Last year Republican Rep. Paul Ryan presented a budget plan that was, according to one analysis, full of "dubious assertions, questionable assumptions and fishy figures." But Ryan's brand of budget austerity makes the media swoon–hence we saw coverage (FAIR Media Advisory, 4/12/11) of Ryan's "piercing blue eyes" that dubbed him "a PowerPoint fanatic with an almost unsettling fluency in the fine print of massive budget documents."
Ryan's budget was never going to be adopted, but its release was widely covered across the corporate media. He was given credit for presenting a plan to reduce government deficits, even though his plan didn't really do much of that.

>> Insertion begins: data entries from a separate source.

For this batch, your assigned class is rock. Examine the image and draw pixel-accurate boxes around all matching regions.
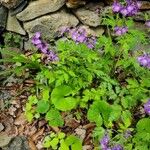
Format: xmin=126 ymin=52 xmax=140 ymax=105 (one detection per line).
xmin=0 ymin=123 xmax=4 ymax=132
xmin=17 ymin=0 xmax=65 ymax=21
xmin=24 ymin=10 xmax=79 ymax=40
xmin=2 ymin=136 xmax=30 ymax=150
xmin=66 ymin=0 xmax=86 ymax=8
xmin=73 ymin=2 xmax=104 ymax=27
xmin=80 ymin=25 xmax=104 ymax=37
xmin=6 ymin=13 xmax=26 ymax=35
xmin=10 ymin=0 xmax=28 ymax=16
xmin=0 ymin=132 xmax=12 ymax=148
xmin=1 ymin=0 xmax=19 ymax=8
xmin=138 ymin=1 xmax=150 ymax=10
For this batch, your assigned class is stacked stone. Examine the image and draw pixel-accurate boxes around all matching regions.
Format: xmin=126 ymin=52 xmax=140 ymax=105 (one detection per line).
xmin=0 ymin=0 xmax=150 ymax=48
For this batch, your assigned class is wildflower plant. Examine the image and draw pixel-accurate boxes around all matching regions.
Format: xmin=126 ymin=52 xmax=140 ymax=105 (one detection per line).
xmin=0 ymin=0 xmax=150 ymax=150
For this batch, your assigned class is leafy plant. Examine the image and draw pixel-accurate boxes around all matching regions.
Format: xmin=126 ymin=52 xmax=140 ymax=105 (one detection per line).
xmin=43 ymin=132 xmax=82 ymax=150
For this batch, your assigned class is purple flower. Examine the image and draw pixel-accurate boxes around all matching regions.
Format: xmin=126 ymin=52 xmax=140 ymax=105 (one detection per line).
xmin=120 ymin=7 xmax=128 ymax=16
xmin=59 ymin=27 xmax=70 ymax=36
xmin=112 ymin=0 xmax=140 ymax=16
xmin=47 ymin=51 xmax=59 ymax=62
xmin=100 ymin=134 xmax=110 ymax=150
xmin=32 ymin=32 xmax=59 ymax=62
xmin=111 ymin=144 xmax=123 ymax=150
xmin=144 ymin=99 xmax=150 ymax=116
xmin=145 ymin=20 xmax=150 ymax=28
xmin=85 ymin=36 xmax=96 ymax=49
xmin=114 ymin=26 xmax=128 ymax=36
xmin=112 ymin=2 xmax=122 ymax=13
xmin=32 ymin=32 xmax=42 ymax=45
xmin=36 ymin=42 xmax=48 ymax=54
xmin=124 ymin=130 xmax=132 ymax=139
xmin=137 ymin=54 xmax=150 ymax=68
xmin=71 ymin=28 xmax=86 ymax=43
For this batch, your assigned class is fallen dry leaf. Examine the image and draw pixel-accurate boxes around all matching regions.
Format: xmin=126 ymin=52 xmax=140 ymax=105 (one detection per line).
xmin=28 ymin=138 xmax=38 ymax=150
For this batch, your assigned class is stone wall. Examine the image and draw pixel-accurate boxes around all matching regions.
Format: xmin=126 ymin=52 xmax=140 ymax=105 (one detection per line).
xmin=0 ymin=0 xmax=150 ymax=49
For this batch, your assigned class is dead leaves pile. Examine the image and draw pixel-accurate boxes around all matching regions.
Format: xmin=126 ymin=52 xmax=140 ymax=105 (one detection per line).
xmin=0 ymin=80 xmax=95 ymax=150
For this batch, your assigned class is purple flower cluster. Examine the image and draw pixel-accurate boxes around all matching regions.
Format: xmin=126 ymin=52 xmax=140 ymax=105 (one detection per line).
xmin=100 ymin=134 xmax=110 ymax=150
xmin=144 ymin=99 xmax=150 ymax=116
xmin=145 ymin=20 xmax=150 ymax=28
xmin=114 ymin=26 xmax=128 ymax=36
xmin=137 ymin=54 xmax=150 ymax=69
xmin=32 ymin=32 xmax=58 ymax=62
xmin=112 ymin=0 xmax=140 ymax=16
xmin=124 ymin=130 xmax=132 ymax=139
xmin=60 ymin=27 xmax=96 ymax=49
xmin=100 ymin=134 xmax=123 ymax=150
xmin=111 ymin=144 xmax=123 ymax=150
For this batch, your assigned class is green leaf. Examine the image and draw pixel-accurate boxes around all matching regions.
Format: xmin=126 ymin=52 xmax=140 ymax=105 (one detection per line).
xmin=45 ymin=108 xmax=64 ymax=126
xmin=25 ymin=112 xmax=33 ymax=122
xmin=87 ymin=107 xmax=103 ymax=126
xmin=109 ymin=105 xmax=122 ymax=121
xmin=65 ymin=135 xmax=82 ymax=150
xmin=121 ymin=110 xmax=132 ymax=128
xmin=36 ymin=100 xmax=50 ymax=114
xmin=136 ymin=118 xmax=150 ymax=133
xmin=42 ymin=87 xmax=50 ymax=101
xmin=50 ymin=138 xmax=59 ymax=149
xmin=51 ymin=85 xmax=77 ymax=111
xmin=58 ymin=132 xmax=66 ymax=140
xmin=59 ymin=140 xmax=69 ymax=150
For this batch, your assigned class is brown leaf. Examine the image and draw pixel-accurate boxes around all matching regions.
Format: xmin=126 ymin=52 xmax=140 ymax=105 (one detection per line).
xmin=28 ymin=138 xmax=38 ymax=150
xmin=14 ymin=113 xmax=27 ymax=125
xmin=31 ymin=128 xmax=44 ymax=141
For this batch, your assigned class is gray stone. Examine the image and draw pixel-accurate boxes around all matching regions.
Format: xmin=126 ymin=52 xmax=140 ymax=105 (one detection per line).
xmin=2 ymin=136 xmax=30 ymax=150
xmin=0 ymin=133 xmax=12 ymax=147
xmin=24 ymin=10 xmax=79 ymax=39
xmin=17 ymin=0 xmax=65 ymax=21
xmin=6 ymin=13 xmax=26 ymax=35
xmin=73 ymin=3 xmax=103 ymax=27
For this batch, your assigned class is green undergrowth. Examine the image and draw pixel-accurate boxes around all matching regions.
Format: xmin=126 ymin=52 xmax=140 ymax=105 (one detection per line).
xmin=0 ymin=8 xmax=150 ymax=150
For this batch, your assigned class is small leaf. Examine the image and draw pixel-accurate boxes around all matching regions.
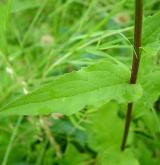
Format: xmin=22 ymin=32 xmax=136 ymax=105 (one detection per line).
xmin=0 ymin=61 xmax=142 ymax=115
xmin=142 ymin=12 xmax=160 ymax=46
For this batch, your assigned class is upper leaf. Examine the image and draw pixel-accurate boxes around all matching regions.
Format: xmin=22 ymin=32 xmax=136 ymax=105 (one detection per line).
xmin=0 ymin=61 xmax=142 ymax=115
xmin=142 ymin=12 xmax=160 ymax=46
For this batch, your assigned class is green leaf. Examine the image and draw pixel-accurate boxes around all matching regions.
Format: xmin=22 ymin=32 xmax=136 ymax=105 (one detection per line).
xmin=0 ymin=61 xmax=142 ymax=115
xmin=97 ymin=148 xmax=140 ymax=165
xmin=59 ymin=144 xmax=90 ymax=165
xmin=142 ymin=12 xmax=160 ymax=46
xmin=86 ymin=102 xmax=139 ymax=165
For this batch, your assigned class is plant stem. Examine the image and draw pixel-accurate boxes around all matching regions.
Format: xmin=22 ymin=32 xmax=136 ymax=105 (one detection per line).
xmin=121 ymin=0 xmax=143 ymax=151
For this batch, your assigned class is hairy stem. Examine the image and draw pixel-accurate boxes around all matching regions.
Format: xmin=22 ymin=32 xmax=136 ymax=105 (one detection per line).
xmin=121 ymin=0 xmax=143 ymax=151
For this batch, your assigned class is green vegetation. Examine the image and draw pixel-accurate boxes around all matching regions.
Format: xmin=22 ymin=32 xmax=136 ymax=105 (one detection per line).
xmin=0 ymin=0 xmax=160 ymax=165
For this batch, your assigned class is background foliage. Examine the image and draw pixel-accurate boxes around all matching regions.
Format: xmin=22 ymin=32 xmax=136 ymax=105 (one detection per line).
xmin=0 ymin=0 xmax=160 ymax=165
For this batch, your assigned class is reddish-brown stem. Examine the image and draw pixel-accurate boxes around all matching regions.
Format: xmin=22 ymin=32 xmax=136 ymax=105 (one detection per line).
xmin=121 ymin=0 xmax=143 ymax=151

At the same time, the Congressional Progressive Caucus released its People's Budget, which raised taxes on the wealthy, slashed military spending, enacted a public option in healthcare and a Wall Street speculation tax–and unlike Ryan's plan, actually balanced the budget. It got almost no media attention. The most prominent story may have been the attack by Washington Post columnist Dana Milbank (4/13/11), who mocked the "starry-eyed" progressives for, among other things, being poorly dressed and coming up with a name for their plan that "conveyed an unhelpful association with 'the people's republic' and other socialist undertakings."
A year later, we're seeing the very same thing. Paul Ryan has a new budget proposal that looks similar to his last budget. As economist Dean Baker put it:
House Budget Committee Chairman Paul Ryan did a great public service when he released his budget last week. By throwing a piece of total garbage on the table and pretending it is a real budget plan, he allowed us to see who in Washington is serious about the budget and who just says things that will push their agenda.
The corporate media have rushed to cover the garbage. And yesterday the Progressive Caucus released its "Budget for All" plan. And the media reaction so far? According to my search of the Nexis news database, it's exactly one article, by Bay Area News Group reporter Josh Richman (3/26/12).
It's a good one, though–in that it presents the debate in a way that is almost unheard of in the rest of the press: "Two vastly different visions of how the government should spend its money were introduced in Congress this past week."
Richman writes that "most of the national buzz" went to the Ryan plan–then goes on to describe the Progressive Caucus budget clearly:
It not only would end the Bush-era tax cuts, but also create new tax brackets for millionaires and billionaires in keeping with the "Buffett rule." Named after multibillionaire Warren Buffett–who's pushing the agenda–the rule posits that the nation's richest shouldn't pay a lower percentage of income in taxes than less-affluent Americans. It ends what critics call "corporate welfare" for fossil-fuel industries, includes public funding of election campaigns and provides more aid to homeowners facing foreclosure.
Representatives of Ryan's budget committee didn't return emails or a phone call seeking comment on Honda's budget plan.
The piece closes with this quote from Rep. Mike Honda, who is on the Progressive Caucus' budget task-force: "If people knew what the choices were, I think they'd say, 'Jesus, the progressive caucus budget looks pretty good.' "
Sadly, most people never will–because the media won't report the choice in the first place.